Adaptor protein complex-4 (AP-4) deficiency causes a novel autosomal recessive cerebral palsy syndrome with microcephaly and intellectual disability
- PMID: 20972249
- PMCID: PMC3150730
- DOI: 10.1136/jmg.2010.082263
Adaptor protein complex-4 (AP-4) deficiency causes a novel autosomal recessive cerebral palsy syndrome with microcephaly and intellectual disability
Abstract
Background: Cerebral palsy is a heterogeneous group of neurodevelopmental brain disorders resulting in motor and posture impairments often associated with cognitive, sensorial, and behavioural disturbances. Hypoxic-ischaemic injury, long considered the most frequent causative factor, accounts for fewer than 10% of cases, whereas a growing body of evidence suggests that diverse genetic abnormalities likely play a major role.

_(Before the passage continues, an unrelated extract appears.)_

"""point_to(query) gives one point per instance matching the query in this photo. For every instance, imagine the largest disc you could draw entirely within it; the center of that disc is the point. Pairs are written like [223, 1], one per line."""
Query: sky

Methods and results: This report describes an autosomal recessive form of spastic tetraplegic cerebral palsy with profound intellectual disability, microcephaly, epilepsy and white matter loss in a consanguineous family resulting from a homozygous deletion involving AP4E1, one of the four subunits of the adaptor protein complex-4 (AP-4), identified by chromosomal microarray analysis.
Conclusion: These findings, along with previous reports of human and mouse mutations in other members of the complex, indicate that disruption of any one of the four subunits of AP-4 causes dysfunction of the entire complex, leading to a distinct 'AP-4 deficiency syndrome'.